4. Father McGruder (from Dead Alive)
Father McGruder starts the film as quite possibly the greatest holy man the cinema has ever filmed. When zombies start rising from the cemetery at this priests parish, he leaps into the undead thick of things with a mighty battle cry of “I kick ass for the Lord” and starts laying out zombies with Kung Fu. Inevitably he’s overpowered and becomes a zombie himself, but now freed from his vow of chastity he seduces a zombie nurse and they soon have a zombie baby. This makes him a rare, double father, or priest with a bastard, and as a bonus, zombie priest with zombie bastard. Father shows genuine affection for both his baby mama and the undead brat, and even though he can’t leave the basement where his shackled, gets a human to nanny his child and take him to the park where he can chase dogs and eat them.
3.Godzilla
Godzilla seems to be an awesome father, attentive, protective, fun on trips to the city, but I’m not quite sure if he should be on the list.
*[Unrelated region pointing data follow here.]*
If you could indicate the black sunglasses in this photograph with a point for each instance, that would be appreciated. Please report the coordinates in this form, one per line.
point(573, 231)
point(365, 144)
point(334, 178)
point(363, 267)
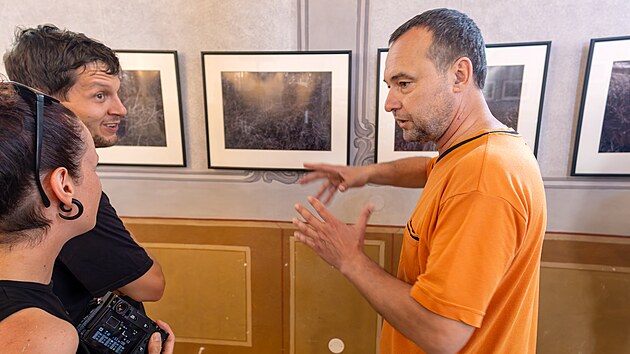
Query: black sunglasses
point(39, 99)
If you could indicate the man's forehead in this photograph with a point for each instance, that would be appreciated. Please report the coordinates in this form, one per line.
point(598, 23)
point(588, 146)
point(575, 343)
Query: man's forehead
point(96, 75)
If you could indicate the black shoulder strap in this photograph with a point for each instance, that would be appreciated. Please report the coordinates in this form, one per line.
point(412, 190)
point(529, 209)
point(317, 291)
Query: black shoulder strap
point(471, 139)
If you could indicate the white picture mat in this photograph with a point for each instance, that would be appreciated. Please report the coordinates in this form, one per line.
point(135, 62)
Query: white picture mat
point(171, 154)
point(214, 64)
point(534, 59)
point(588, 158)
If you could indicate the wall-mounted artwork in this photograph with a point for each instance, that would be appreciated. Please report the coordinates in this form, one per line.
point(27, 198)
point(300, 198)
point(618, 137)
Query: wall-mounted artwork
point(276, 110)
point(151, 134)
point(514, 91)
point(602, 142)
I mean, sure, He’s always called the King of Monsters, but he’s a King who lays eggs and likes to snuggle. Is Godzilla actually a She-la monster?
2. Grandpa Munster
Like Dracula, to whom Grandpa is somehow related, the senior Munster is also an excellent father figure. Like Drac, he’s also blessed with a hot daughter, but he one ups his more famous fiend by raising 2 generations of monsters, and adopting the abandonned Frankenstein Monster, who now goes by the name Herman. We all know what a horrible upbringing Frankenstein had, so it’s no surprise that he takes his wifes maiden name upon marriage and is known from then on as Herman Munster.
1. Gomez Addams
Lots of dads get “Worlds Greatest Dad” t-Shirts, but only Gomez Addams actually deserves it. Sorry every other dad. Unless you can check off every single one of the following father qualities, you’ll always be in Gomez’s shadow : Fatherly advice, striped suit, let chldren play in his electric chair, paternal muostache, buried family members in the back yard, stogie, bug eyes, millions of dollars, and he didn’t just let his kids get away with murder, he encouraged it.